Correlation: Fix formating problems with documentation
diff --git a/doc/mainpage.dox.in b/doc/mainpage.dox.in
index b7aadcb..71d11f5 100644
--- a/doc/mainpage.dox.in
+++ b/doc/mainpage.dox.in
@@ -1,4 +1,4 @@
-/**
+/**
@mainpage
MADlib is an open-source library for scalable in-database analytics.
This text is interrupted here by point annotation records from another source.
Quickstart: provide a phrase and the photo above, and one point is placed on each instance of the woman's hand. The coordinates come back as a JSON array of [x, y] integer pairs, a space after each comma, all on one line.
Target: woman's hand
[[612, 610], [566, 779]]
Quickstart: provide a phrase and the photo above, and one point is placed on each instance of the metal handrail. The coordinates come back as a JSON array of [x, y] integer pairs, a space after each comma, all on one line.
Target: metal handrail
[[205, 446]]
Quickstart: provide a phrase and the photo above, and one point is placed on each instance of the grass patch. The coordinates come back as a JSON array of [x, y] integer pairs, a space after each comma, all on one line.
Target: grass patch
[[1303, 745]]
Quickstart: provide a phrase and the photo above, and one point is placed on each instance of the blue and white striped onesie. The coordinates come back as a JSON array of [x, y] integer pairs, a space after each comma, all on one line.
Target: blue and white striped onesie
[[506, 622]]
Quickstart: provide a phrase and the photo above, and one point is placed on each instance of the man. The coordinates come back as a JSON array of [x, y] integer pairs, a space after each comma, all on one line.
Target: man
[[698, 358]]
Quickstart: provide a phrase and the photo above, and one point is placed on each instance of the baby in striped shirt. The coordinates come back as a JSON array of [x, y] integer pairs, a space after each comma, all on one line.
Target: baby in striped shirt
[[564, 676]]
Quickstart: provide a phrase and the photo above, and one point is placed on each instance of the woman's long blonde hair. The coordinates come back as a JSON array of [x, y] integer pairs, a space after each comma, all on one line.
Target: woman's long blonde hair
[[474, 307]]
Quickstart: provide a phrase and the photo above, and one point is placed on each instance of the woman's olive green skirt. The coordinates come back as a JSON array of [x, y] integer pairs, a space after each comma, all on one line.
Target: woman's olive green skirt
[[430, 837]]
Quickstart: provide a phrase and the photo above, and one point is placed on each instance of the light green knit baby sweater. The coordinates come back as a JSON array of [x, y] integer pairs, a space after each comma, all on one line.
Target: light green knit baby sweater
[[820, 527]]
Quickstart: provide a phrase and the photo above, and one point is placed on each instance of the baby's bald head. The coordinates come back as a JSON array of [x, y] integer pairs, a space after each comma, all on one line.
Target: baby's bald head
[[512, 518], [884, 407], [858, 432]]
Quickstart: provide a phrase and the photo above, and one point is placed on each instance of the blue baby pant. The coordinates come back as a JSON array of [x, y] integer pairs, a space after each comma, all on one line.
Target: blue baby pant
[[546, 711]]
It provides data-parallel implementations of mathematical, statistical and machine learning methods for structured and unstructured data.
@@ -94,6 +94,9 @@
@defgroup grp_summary Summary
@ingroup grp_desc_stats
+ @defgroup grp_correlation Pearson's correlation
+ @ingroup grp_desc_stats
+
@defgroup grp_quantile Quantile
@ingroup grp_desc_stats
@@ -121,7 +124,7 @@
@defgroup grp_sample Random Sampling
@ingroup grp_support
-
+
@defgroup grp_compatibility Compatibility
@ingroup grp_support
diff --git a/src/ports/postgres/modules/stats/correlation.sql_in b/src/ports/postgres/modules/stats/correlation.sql_in
index 18268b5..a2926b6 100644
--- a/src/ports/postgres/modules/stats/correlation.sql_in
+++ b/src/ports/postgres/modules/stats/correlation.sql_in
@@ -16,19 +16,25 @@
/**
@addtogroup grp_correlation
-@about A correlation function is the degree and direction of association of two
-variables; how well can one random variable be predicted from the other. The
-coefficient of correlation varies from -1 to 1: 1 implies perfect correlation,
-0 means no correlation, and -1 means perfectly anti-correlated.
-This function provides a correlation matrix for all the numeric columns in a
-<em>source_table</em>. A Correlation matrix describes correlation among \f$ M \f$ variables.
-It is a square symmetrical \f$ MxM \f$ matrix with the \f$ (ij) \f$th element equal to the
-correlation coefficient between the (\f$i\f$)th and the (\f$j\f$)th variable. The diagonal elements (correlations of variables with themselves) are always equal to 1.0.
+@about
+
+A correlation function is the degree and direction of association of two
+variables; how well can one random variable be predicted from the other. The
+coefficient of correlation varies from -1 to 1. Coefficient of 1 implies perfect
+correlation, 0 means no correlation, and -1 means perfect anti-correlation.
+
+This function provides a cross-correlation matrix for all pairs of numeric
+columns in a <em>source_table</em>. A Correlation matrix describes correlation
+among \f$ M \f$ variables. It is a square symmetrical \f$ M \f$x \f$M \f$ matrix
+with the \f$ (ij) \f$th element equal to the correlation coefficient between the
+\f$i\f$th and the \f$j\f$th variable. The diagonal elements (correlations of
+variables with themselves) are always equal to 1.0.
@usage
+
Currently the correlation function can be used in the following way:
------------------------------------------------------------------------
+@verbatim
SELECT {schema_madlib}.correlation
(
source_table TEXT, -- Source table name (Required)
@@ -36,22 +42,25 @@
target_cols TEXT, -- Comma separated columns for which summary is desired
-- (Default: NULL - produces result for all columns)
)
------------------------------------------------------------------------
+@endverbatim
-Output will be a table with N+2 columns and N rows, where N is the number of target
-columns. The first column of the table provides the row-header for each variable,
-and the second column provides the position of the variable in the
-`source_table'. The rest of the table is the NxN correlation matrix for all
-numeric columns in `source_table'.
+Output will be a table with N+2 columns and N rows, where N is the number of
+target columns.
-The output table is arranged as a lower-traingular matrix
-with the upper triangle set to NULL and the diagonal elements set to 1.0.
-To obtain the result from the output_table in this matrix format ensure to
-order the elements select the elements
+- column_position: The first column provides position of the variable in
+ the '<em>source_table</em>'
+- variable: The second column gives the row-header for each
+ variable
+The rest of the table is the NxN correlation matrix for all pairs of
+numeric columns in `<em>source_table</em>'.
-The output can be obtained as
+The output table is arranged as a lower-traingular matrix with the upper
+triangle set to NULL and the diagonal elements set to 1.0. To obtain the result
+from the '<em>output_table</em>' in this matrix format ensure to order the
+elements using the '<em>column_position</em>', as given in the example below.
+
@verbatim
-sql> SELECT * FROM 'output_table' order by 'column_position';
+sql> SELECT * FROM output_table order by column_position;
@endverbatim
@examp